Thailand faces vapor issues
Having banned electronic cigarettes, Thailand now has to decide on what it is to do with heat-not-burn products, according to a story on nationmultimedia.com
A recent petition sought a review of the ban on the import and local sale of e-cigarettes but the Public Health Ministry’s Disease Control Department has insisted that these products are hazardous to health and should not be used as a means to quit smoking.
According to another local report, which was published last week, Dr. Assadang Ruay-archin, deputy director-general of the department, who is also the department’s spokesman, described as untrue a story that the Public Health Ministry had distorted the findings of an analysis of the safety risks of e-cigarette use associated with toxic substances and heavy metals.
The Disease Control Department insisted that e-cigarettes were hazardous to health because people who used them could be exposed to nicotine, the addictive substance contained in combustible cigarettes.
Meanwhile, other local media reports have questioned whether Philip Morris International’s heated-tobacco product is an e-cigarette, but the company has moved to put clear water between the two products.
Philip Morris Thailand’s managing director, Gerald Margolis, said on Friday that his company’s product heated tobacco rather than burning it.
‘This is different from e-cigarettes, which generate nicotine-containing aerosols by heating a liquid without using tobacco leaves,’ he said in a press release.
He said that many smokers found it difficult to quit, so it was ‘important’ for them to have access to less harmful alternatives.

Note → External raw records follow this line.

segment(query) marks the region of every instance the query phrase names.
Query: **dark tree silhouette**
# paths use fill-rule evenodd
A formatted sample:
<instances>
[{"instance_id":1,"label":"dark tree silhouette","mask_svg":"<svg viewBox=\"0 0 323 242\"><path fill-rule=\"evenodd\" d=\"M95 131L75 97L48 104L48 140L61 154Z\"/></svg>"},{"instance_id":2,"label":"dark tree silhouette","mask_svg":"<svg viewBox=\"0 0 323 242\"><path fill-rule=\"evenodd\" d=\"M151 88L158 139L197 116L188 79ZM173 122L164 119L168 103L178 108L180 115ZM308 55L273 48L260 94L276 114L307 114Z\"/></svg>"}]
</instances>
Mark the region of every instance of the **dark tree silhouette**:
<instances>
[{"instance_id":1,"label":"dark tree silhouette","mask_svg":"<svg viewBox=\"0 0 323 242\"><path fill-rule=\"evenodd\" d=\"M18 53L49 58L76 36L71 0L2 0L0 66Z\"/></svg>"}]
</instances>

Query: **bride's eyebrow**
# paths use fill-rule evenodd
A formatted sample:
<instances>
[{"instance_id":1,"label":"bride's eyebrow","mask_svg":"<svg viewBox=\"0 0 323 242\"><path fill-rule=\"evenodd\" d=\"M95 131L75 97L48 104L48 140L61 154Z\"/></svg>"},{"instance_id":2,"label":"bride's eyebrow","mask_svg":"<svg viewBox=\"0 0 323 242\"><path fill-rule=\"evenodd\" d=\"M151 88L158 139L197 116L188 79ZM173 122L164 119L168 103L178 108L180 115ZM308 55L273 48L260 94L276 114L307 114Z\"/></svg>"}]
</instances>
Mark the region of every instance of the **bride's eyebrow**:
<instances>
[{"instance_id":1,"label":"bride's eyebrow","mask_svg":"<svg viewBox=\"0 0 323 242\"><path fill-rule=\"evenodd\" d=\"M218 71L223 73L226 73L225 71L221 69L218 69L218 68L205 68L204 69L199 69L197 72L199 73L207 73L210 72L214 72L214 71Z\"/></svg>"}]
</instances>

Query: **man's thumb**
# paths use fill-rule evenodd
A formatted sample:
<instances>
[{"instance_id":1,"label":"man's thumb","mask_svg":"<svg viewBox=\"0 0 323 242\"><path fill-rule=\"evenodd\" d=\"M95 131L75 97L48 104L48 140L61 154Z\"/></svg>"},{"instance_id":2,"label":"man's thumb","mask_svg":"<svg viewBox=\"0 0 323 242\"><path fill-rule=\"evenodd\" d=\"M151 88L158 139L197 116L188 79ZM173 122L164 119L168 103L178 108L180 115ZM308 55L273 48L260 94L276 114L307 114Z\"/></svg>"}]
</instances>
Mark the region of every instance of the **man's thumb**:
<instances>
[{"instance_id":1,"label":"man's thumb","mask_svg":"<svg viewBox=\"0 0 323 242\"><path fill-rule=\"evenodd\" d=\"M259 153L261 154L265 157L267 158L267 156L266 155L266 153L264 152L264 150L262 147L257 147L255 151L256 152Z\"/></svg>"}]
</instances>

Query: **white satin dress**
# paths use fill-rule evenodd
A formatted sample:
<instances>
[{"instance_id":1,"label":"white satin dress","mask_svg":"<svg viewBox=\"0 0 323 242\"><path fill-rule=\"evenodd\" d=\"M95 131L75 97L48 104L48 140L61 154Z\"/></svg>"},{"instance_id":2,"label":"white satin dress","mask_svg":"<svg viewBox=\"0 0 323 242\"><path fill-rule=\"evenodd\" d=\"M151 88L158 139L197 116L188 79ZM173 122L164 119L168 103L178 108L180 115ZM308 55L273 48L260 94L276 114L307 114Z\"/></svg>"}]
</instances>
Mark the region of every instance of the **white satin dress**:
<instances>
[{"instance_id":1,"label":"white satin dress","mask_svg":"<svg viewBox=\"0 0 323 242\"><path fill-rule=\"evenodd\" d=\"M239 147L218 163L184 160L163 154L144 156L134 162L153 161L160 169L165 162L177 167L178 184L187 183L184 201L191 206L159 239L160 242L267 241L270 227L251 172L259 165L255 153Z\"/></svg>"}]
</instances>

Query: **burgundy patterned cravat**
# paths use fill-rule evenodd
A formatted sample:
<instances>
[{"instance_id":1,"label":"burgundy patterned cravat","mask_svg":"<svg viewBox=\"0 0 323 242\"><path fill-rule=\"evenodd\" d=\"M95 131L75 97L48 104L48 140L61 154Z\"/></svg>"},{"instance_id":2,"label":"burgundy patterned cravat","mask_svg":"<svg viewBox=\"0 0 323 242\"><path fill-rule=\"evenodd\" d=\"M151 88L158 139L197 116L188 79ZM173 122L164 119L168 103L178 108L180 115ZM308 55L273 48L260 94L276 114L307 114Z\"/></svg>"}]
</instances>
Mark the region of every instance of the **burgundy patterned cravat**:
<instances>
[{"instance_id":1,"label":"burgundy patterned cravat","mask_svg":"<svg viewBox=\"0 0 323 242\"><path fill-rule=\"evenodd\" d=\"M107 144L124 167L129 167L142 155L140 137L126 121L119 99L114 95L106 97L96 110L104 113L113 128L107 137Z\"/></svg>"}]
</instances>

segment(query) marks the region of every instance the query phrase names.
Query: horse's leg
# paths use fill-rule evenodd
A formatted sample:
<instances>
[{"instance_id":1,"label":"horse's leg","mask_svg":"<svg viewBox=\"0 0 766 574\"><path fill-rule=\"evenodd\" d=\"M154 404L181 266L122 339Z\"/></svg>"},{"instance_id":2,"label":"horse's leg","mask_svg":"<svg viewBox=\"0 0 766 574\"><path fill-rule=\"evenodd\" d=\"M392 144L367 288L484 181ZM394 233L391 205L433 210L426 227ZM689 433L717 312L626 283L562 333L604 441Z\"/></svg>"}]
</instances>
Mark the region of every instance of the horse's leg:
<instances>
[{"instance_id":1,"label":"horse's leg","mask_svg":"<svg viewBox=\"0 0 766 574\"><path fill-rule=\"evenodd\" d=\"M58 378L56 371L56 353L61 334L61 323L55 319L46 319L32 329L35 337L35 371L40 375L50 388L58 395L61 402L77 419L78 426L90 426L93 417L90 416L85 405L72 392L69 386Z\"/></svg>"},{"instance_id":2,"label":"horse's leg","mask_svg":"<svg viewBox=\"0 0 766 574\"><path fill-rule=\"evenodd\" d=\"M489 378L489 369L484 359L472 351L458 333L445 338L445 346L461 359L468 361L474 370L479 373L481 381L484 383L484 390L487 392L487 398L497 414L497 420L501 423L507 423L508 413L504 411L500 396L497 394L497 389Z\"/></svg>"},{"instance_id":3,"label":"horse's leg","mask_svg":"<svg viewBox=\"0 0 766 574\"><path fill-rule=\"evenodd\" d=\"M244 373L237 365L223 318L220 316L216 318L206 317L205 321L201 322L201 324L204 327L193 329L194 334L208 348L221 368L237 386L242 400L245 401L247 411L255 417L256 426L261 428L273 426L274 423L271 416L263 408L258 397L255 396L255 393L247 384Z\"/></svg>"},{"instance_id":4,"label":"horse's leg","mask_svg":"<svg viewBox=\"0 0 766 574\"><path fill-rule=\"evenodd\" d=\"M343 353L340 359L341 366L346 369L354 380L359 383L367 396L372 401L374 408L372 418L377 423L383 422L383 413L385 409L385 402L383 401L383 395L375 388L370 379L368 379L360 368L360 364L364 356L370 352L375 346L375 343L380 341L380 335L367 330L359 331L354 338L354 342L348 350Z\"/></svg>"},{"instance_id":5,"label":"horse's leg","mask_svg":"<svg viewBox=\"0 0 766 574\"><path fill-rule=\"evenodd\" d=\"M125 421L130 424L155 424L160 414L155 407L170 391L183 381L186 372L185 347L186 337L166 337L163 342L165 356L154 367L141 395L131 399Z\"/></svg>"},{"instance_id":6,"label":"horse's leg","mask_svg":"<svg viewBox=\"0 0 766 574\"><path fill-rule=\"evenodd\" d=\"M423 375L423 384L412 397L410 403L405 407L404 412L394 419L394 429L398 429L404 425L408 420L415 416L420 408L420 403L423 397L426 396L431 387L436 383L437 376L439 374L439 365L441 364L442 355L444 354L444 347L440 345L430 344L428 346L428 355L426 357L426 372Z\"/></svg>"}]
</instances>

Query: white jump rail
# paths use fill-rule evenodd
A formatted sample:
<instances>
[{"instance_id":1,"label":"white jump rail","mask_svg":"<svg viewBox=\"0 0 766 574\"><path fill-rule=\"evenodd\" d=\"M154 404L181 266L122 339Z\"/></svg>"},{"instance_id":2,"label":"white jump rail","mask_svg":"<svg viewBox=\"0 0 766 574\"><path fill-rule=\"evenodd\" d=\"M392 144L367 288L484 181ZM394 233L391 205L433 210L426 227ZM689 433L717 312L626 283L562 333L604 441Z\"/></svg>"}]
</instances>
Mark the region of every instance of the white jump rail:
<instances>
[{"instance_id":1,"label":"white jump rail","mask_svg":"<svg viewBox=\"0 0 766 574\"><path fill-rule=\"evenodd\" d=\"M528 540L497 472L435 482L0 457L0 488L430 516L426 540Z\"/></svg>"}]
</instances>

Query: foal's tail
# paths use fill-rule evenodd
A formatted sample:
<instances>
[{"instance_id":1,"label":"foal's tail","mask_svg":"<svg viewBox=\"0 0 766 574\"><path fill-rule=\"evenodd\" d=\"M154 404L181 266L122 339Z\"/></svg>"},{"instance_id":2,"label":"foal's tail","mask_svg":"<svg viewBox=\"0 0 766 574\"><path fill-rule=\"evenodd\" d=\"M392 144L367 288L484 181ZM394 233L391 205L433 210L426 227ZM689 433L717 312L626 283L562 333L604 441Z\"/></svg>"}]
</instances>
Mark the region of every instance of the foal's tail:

In December 2016, PMI submitted a Modified Risk Tobacco Product application to the US Food and Drug Administration and it was accepted, triggering a scientific review at the agency’s Center for Tobacco Products.
Britain’s Committee on Toxicity recently issued a press release describing the core findings of a review on heated tobacco products. It concluded that, while still harmful to health, the consumption of heated-tobacco products was likely to be less risky than smoking conventional cigarettes.